Contrary to Malloy’s contention, educational opportunity is not just “old rhetoric.” The concept of educational opportunity has a specific constitutional meaning in Connecticut. Under our constitution, Connecticut must provide all children with “suitable educational opportunities.” Connecticut’s highest court has defined those opportunities as schools with sufficient resources to provide an education that prepares Connecticut’s children to participate in democratic institutions, attain productive employment and otherwise to contribute to the state’s economy, or to progress on to higher education.
As mayor of Stamford, Malloy understood the constitutional significance of educational opportunity. He was a founding member of the CCJEF coalition and one of the original plaintiffs in the suit demanding the state fulfill its legal obligation to provide fair and adequate funding to all Connecticut public schools.
However, as governor, Malloy would like to pretend that Connecticut’s children can achieve academic success while he deprives them and their schools of the basic educational resources necessary to provide constitutionally required educational opportunity. Indeed, the governor’s faulty approach was the linchpin of his most recent failed attempt to get rid of the CCJEF case.
In his motion to dismiss the CCJEF case, Malloy claimed there was no need to continue with this case because his 2012 education reforms cured all the constitutional deficiencies in Connecticut’s educational system. The judge disabused the governor of the fantasy that his reforms have actually improved Connecticut’s schools. He ruled that Malloy and the state presented no evidence to prove that his 2012 reforms were enacted to correct the constitutional inadequacies of Connecticut’s educational system or state school funding.

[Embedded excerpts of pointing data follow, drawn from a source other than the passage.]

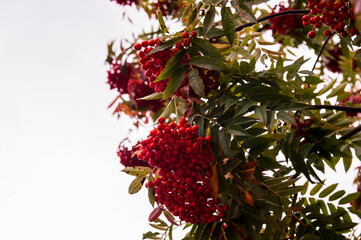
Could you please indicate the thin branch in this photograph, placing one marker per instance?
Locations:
(341, 108)
(351, 133)
(288, 12)
(321, 50)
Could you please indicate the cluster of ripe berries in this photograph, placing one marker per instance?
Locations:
(353, 99)
(129, 80)
(128, 157)
(184, 161)
(153, 64)
(337, 15)
(286, 24)
(118, 76)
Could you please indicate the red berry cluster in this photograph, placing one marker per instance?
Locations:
(138, 88)
(128, 157)
(352, 99)
(357, 202)
(126, 2)
(129, 80)
(153, 65)
(332, 63)
(285, 24)
(337, 15)
(184, 161)
(118, 76)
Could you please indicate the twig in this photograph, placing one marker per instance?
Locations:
(341, 108)
(321, 50)
(351, 133)
(288, 12)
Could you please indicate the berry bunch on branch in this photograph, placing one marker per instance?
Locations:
(242, 131)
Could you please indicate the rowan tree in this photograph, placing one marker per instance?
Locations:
(240, 126)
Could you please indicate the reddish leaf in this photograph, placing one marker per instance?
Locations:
(247, 170)
(154, 215)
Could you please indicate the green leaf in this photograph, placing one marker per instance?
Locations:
(349, 198)
(168, 110)
(196, 82)
(151, 235)
(136, 185)
(303, 192)
(228, 24)
(175, 81)
(327, 191)
(208, 63)
(347, 161)
(152, 96)
(286, 117)
(316, 188)
(165, 45)
(336, 195)
(291, 190)
(161, 21)
(172, 66)
(312, 80)
(223, 139)
(337, 90)
(327, 87)
(209, 20)
(151, 196)
(154, 215)
(206, 48)
(137, 171)
(248, 10)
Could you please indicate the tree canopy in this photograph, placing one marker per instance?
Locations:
(241, 127)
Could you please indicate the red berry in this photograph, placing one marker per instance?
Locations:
(161, 120)
(353, 31)
(185, 34)
(137, 46)
(311, 34)
(186, 41)
(306, 24)
(327, 33)
(344, 34)
(145, 44)
(306, 18)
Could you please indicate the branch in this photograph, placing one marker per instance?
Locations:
(288, 12)
(341, 108)
(321, 50)
(350, 133)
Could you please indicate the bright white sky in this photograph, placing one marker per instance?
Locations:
(59, 174)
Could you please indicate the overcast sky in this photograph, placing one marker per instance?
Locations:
(59, 174)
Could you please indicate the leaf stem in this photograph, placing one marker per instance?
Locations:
(288, 12)
(321, 50)
(341, 108)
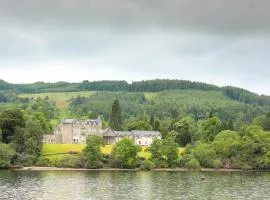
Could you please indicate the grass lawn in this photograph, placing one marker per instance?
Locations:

Malloy’s 2012 education legislation was not designed to provide Connecticut’s children with equal educational opportunity. As he admitted in his AEI speech, educational opportunity is no longer the governor’s focus. He would rather push unproven “reforms” that bear no relationship to what our highest court and our constitution recognize that our children need.

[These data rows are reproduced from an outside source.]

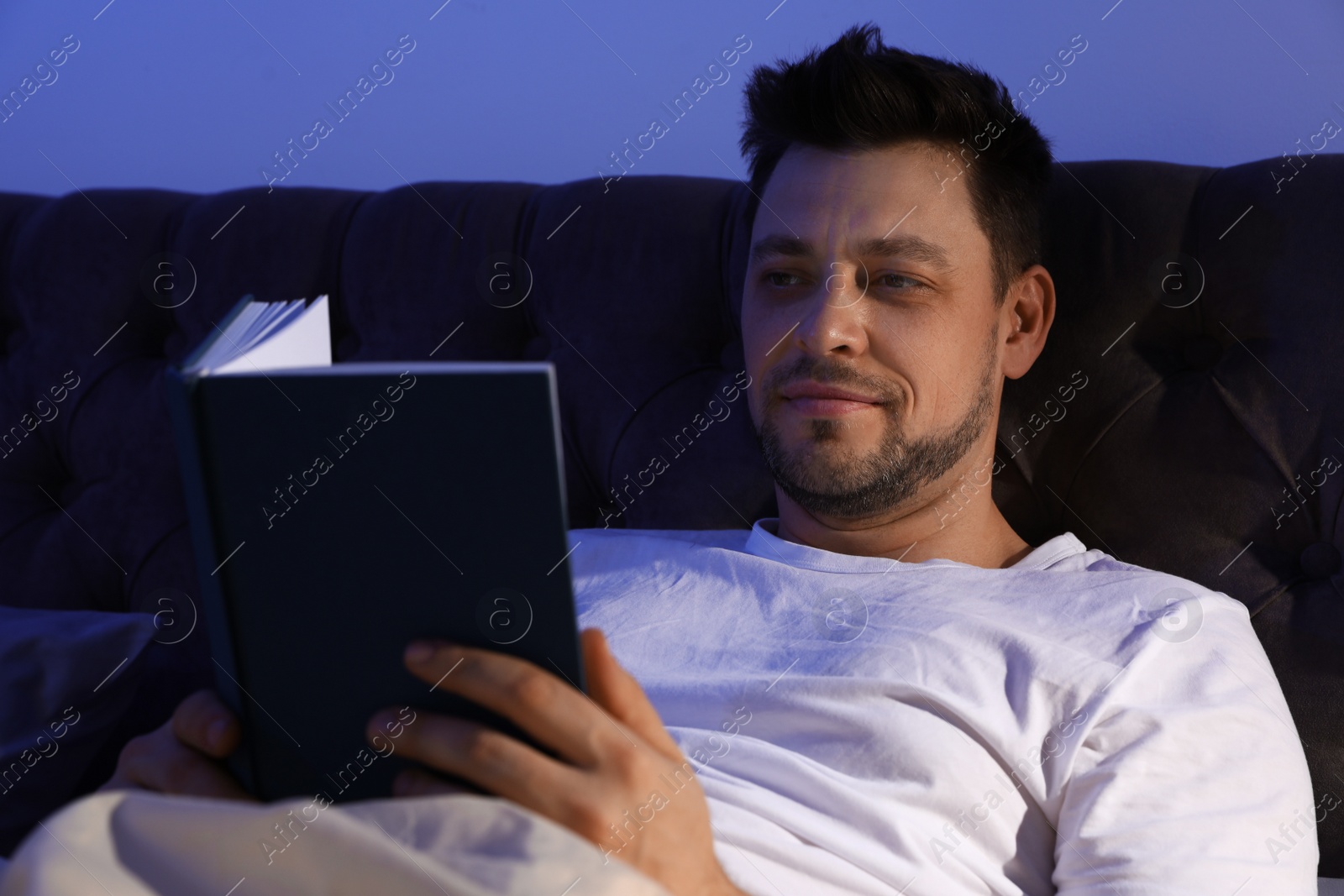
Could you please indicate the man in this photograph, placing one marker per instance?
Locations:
(874, 694)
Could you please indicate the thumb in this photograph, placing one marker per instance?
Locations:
(616, 691)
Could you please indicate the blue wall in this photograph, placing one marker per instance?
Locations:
(201, 96)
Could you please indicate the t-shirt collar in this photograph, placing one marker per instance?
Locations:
(765, 543)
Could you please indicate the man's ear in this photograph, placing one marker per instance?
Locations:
(1026, 316)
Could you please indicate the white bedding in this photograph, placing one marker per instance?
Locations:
(136, 844)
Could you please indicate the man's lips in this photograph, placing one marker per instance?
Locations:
(817, 399)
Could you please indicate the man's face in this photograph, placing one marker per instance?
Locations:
(870, 328)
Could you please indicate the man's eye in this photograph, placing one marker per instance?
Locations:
(772, 278)
(898, 281)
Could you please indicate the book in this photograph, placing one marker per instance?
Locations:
(339, 512)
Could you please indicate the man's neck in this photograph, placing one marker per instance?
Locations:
(968, 531)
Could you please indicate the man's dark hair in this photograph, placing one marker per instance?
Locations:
(860, 94)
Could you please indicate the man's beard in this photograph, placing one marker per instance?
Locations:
(853, 486)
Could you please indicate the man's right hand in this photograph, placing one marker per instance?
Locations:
(181, 757)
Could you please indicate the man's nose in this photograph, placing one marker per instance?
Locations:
(835, 320)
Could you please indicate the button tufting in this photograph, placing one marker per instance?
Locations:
(1202, 352)
(1320, 560)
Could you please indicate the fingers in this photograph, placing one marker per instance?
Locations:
(205, 723)
(413, 782)
(163, 763)
(484, 757)
(542, 705)
(616, 691)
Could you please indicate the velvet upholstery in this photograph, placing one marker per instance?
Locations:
(1203, 399)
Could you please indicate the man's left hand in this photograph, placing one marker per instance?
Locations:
(620, 779)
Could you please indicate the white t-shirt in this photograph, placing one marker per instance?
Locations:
(1070, 725)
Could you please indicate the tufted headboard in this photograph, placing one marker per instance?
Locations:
(1186, 414)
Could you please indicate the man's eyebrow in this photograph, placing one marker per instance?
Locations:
(911, 248)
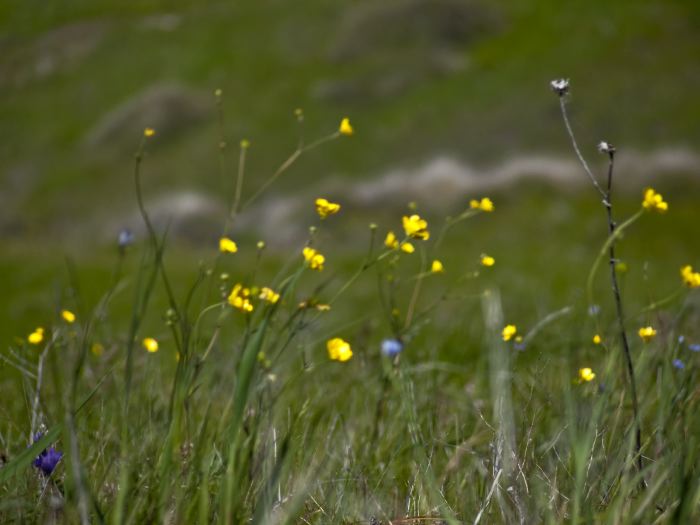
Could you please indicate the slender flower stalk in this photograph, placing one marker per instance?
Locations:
(561, 88)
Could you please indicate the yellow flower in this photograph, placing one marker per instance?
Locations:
(484, 204)
(690, 278)
(36, 337)
(586, 375)
(314, 259)
(416, 227)
(345, 127)
(647, 333)
(226, 245)
(150, 344)
(324, 207)
(239, 298)
(338, 350)
(509, 332)
(654, 201)
(269, 295)
(68, 316)
(391, 241)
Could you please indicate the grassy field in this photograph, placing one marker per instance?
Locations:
(249, 416)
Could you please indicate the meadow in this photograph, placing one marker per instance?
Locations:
(436, 355)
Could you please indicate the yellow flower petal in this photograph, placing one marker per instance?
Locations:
(338, 349)
(324, 207)
(226, 245)
(150, 344)
(509, 332)
(345, 128)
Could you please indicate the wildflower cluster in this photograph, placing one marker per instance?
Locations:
(338, 349)
(36, 337)
(227, 245)
(485, 204)
(654, 201)
(324, 207)
(313, 258)
(647, 333)
(690, 278)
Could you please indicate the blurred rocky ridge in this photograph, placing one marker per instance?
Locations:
(440, 184)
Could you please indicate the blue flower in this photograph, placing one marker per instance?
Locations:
(391, 347)
(125, 239)
(47, 460)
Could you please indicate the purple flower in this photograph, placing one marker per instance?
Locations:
(126, 238)
(391, 347)
(47, 460)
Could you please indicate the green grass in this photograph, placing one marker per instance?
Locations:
(462, 425)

Another incredible claim made by Malloy at the AEI appearance was that his 2012 education legislation, for the first time in Connecticut history, directed copious amounts of money to Connecticut’s neediest districts.
A few hard numbers may help bring Malloy back to this planet. According to CCJEF’s expert’s analysis, updated to 2012 dollars, East Hartford’s school district is owed $6,131 per child in state funding. Malloy’s 2012 legislation gave them an increase of $214 per pupil. Bridgeport’s school district is owed $7,505 per child, but only received an increase of $209 per pupil in the 2012 legislation. The state owes New Britain’s children $10,185 per student. The 2012 legislation provided them with a whopping $245 per pupil increase. The list goes on and on. Moreover, as a condition for each tiny increase in ECS funding, these districts were saddled with costly mandates.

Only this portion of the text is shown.